14 Facts about Zaheer Abbas: The Batting Colossus of Pakistan
Updated - Jul 24, 2016 10:05 am
A fluent and gifted stroke maker, Zaheer Abbas, at his best was a classy run making machine. The bespectacled batting maestro was one of the the finest batsmen Pakistan has ever produced. It was all artistry when he was in the middle. legendary skipper Imran Khan once noted that if he and Javed Miandad were to bat together at their best, Zaheer would easily overtake the latter. Such was his reputation among his peers during his prime.
Syed Zaheer Abbas Kirmani was born on July 24, 1947, Sialkot, Punjab
2. Roots in Bikaner:
Zaheer Abbas’s father Syed Ghulam Shabbir originally belonged to Bikaner in Rajasthan. However, the partition of India and the violent incidents following the partition made Shabbir shift to Sialkot within few days of independence.
3. The start of it:
Zaheer Abbas learned the sport in his village near Sialkot. Later, He moved to Karachi for better prospects.
4. Cross a river to play to attend matches:
In his autobiography – ‘Zed, ’ Abbas mentions the troubles he faced to attend matches during his early days. One such arduous task every time he has to face before going to matches was that he had to cross a river to reach the playing ground. “I couldn’t swim, but one of the older members of the team would take me on his shoulders. We would dry out in the sun and head for the ground,” Zaheer recalled.
5. Test debut:
Abbas made his Test match debut in 1969, and in his second Test he scored 274 against England, still the fourth ever highest score by a Pakistani batsman.
Zaheer Abbas is popularly known as ‘Zed’ and ‘The Asian Bradman.’
7. The insatiable appetite for runs:
Zaheer was a run machine by all means. He has a staggering 108 First-Class tons and is the only Asian batsman to have scored a hundred First-Class hundreds. His dominance with the bat in the domestic circuit is such that even Sunil Gavaskar and Sachin Tendulkar are far behind him with 81 hundred. These performances gave him the nickname ‘Asian Bradman.’

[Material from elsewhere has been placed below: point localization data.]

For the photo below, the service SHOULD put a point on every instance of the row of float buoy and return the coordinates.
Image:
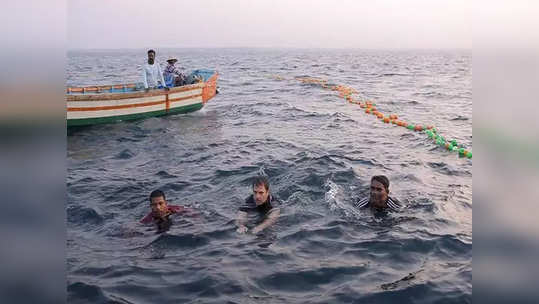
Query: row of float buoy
(370, 108)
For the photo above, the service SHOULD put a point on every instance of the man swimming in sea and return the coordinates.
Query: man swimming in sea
(260, 204)
(379, 199)
(161, 211)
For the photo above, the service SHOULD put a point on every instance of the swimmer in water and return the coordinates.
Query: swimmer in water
(379, 199)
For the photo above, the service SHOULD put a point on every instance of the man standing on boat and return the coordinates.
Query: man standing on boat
(152, 74)
(173, 76)
(379, 199)
(259, 205)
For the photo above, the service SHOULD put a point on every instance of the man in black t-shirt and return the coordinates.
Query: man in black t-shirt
(259, 204)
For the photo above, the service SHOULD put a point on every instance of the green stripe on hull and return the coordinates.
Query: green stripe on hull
(110, 119)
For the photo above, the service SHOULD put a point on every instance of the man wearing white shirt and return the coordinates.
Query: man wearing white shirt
(152, 73)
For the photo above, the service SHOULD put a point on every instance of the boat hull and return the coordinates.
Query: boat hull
(98, 108)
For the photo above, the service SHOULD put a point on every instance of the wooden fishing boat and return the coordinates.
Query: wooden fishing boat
(105, 104)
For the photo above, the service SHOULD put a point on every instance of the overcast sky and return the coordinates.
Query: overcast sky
(269, 23)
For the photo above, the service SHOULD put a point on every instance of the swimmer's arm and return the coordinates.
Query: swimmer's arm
(241, 219)
(270, 220)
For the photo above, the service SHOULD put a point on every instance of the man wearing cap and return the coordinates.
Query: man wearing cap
(379, 199)
(152, 74)
(173, 77)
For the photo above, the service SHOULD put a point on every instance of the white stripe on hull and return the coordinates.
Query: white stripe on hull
(127, 111)
(121, 102)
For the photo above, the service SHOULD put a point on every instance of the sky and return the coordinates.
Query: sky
(382, 24)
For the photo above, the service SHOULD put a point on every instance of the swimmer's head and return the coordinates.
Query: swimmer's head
(379, 190)
(158, 203)
(260, 190)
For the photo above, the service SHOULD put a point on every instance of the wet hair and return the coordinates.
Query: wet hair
(382, 179)
(157, 193)
(261, 180)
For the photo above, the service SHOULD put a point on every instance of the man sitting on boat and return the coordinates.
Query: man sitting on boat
(173, 76)
(152, 75)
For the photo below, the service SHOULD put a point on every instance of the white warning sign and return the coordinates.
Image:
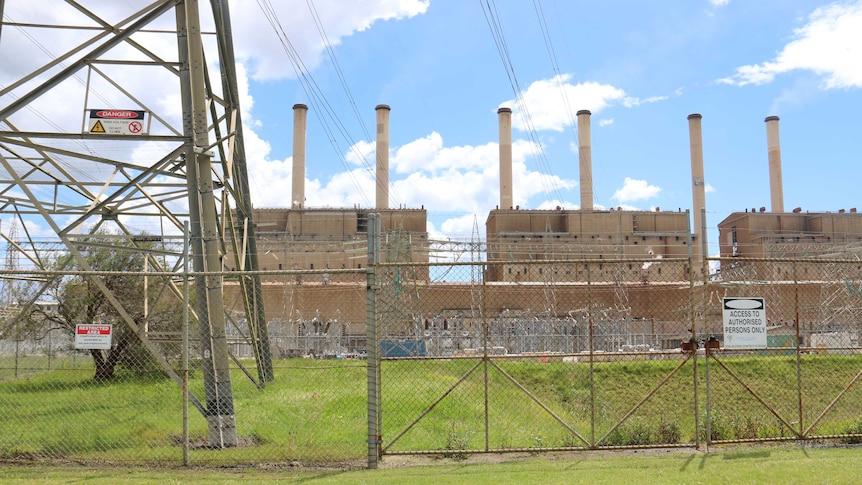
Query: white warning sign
(117, 122)
(744, 323)
(93, 336)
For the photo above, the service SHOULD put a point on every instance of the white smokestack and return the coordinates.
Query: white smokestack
(773, 145)
(505, 119)
(585, 157)
(698, 186)
(300, 120)
(382, 156)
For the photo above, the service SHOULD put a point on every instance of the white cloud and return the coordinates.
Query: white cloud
(830, 44)
(552, 103)
(259, 44)
(634, 190)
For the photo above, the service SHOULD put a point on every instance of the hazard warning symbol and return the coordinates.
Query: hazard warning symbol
(117, 122)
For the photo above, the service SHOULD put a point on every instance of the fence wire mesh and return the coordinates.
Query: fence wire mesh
(579, 355)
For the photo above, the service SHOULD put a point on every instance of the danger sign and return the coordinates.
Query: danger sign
(93, 336)
(117, 122)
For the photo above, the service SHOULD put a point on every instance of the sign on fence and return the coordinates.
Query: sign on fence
(744, 323)
(93, 336)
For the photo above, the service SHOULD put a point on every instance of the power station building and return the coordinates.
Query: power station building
(633, 243)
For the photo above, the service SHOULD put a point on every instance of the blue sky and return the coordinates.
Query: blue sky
(641, 67)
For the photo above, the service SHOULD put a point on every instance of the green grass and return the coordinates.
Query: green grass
(315, 411)
(788, 465)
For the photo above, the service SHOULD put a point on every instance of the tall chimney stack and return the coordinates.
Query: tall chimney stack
(585, 158)
(382, 156)
(698, 186)
(505, 119)
(300, 120)
(773, 145)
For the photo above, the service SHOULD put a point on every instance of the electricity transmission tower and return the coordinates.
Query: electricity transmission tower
(114, 120)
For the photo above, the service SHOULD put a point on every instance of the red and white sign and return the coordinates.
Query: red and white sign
(93, 336)
(117, 122)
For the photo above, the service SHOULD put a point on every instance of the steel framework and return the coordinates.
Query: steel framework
(70, 166)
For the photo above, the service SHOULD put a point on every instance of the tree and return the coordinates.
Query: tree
(81, 301)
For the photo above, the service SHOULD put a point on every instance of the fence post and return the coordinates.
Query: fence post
(590, 343)
(798, 350)
(372, 346)
(185, 344)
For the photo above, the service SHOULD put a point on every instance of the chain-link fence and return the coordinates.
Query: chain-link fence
(579, 355)
(589, 354)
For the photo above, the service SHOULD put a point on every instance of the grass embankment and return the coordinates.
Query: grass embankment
(789, 465)
(315, 411)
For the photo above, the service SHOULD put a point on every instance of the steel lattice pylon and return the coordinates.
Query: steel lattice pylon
(68, 165)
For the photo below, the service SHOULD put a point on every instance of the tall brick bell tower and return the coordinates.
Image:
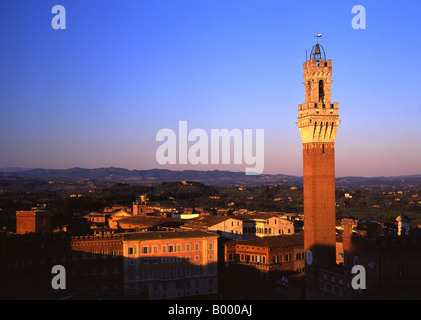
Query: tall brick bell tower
(318, 122)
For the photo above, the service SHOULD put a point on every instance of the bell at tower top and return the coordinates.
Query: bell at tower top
(318, 52)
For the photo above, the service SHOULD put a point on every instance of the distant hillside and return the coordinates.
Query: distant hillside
(88, 178)
(150, 176)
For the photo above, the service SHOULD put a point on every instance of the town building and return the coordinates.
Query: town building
(254, 266)
(171, 264)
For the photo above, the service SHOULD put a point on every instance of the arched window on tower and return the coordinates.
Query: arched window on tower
(308, 91)
(321, 91)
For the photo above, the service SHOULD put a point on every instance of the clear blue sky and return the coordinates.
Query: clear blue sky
(96, 94)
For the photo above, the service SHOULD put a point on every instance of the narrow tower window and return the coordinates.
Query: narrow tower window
(321, 92)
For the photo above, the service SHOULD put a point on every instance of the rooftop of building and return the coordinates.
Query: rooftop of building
(173, 234)
(270, 242)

8. Rotund David Shepherd has a tough time:
Zaheer was an incredibly fast runner between the wickets in his early days. On one occasion, during his time at Gloucestershire, he made his partner David Shepherd run so hard that the latter fell flat on his back after some time. Shepherd, who later became one f the greatest umpires ever, was plump even during his playing days and was not known to be athletic.
9. A hat-trick:
Zaheer was also the first to score hundreds in three consecutive ODI innings, when he amassed 118 (in 86 balls) at Multan, 105 (82) at Lahore, and 113 (99) at Karachi — all against India in consecutive innings in 1982-83.
10. Five in a row:
Zaheer also remains one of only two batsmen to have scored hundreds in 5 consecutive international innings. The only batsman to do so was West Indian Everton Weekes.
11. Love for India:
Abbas was a different creature when playing against India. His record against the arch-rivals was extraordinary. In total of 19 Tests, Abbas amassed 1740 runs at an average of 87.00 with the help of 6 centuries and 3 half centuries.
12. A double ton and a ton in the same game:
Zaheer remains the only batsman to have scored a double-hundred and a hundred in a First-Class match 4 times. To make this stat more wonderful, Zaheer never got out in any of these 8 innings.
13. Strong following in India:
Zaheer had a huge fan following in India. According to his first wife Najma, about 70 percent of his fan mail came from the country. He recalls in his autobiography that he was always greeted warmly during his tours to India and says it was particularly because he had a good time against them in 1978. He is among few professional cricketers who used to wear spectacles.
14. Not a man for crisis:
For all his strengths, though, Zaheer was not a man of crises unlike his contemporaries, Asif Iqbal and Majid Khan and later Javed Miandad. None of his 12 hundred came under testing situations even his fifties were generally fair-weather efforts.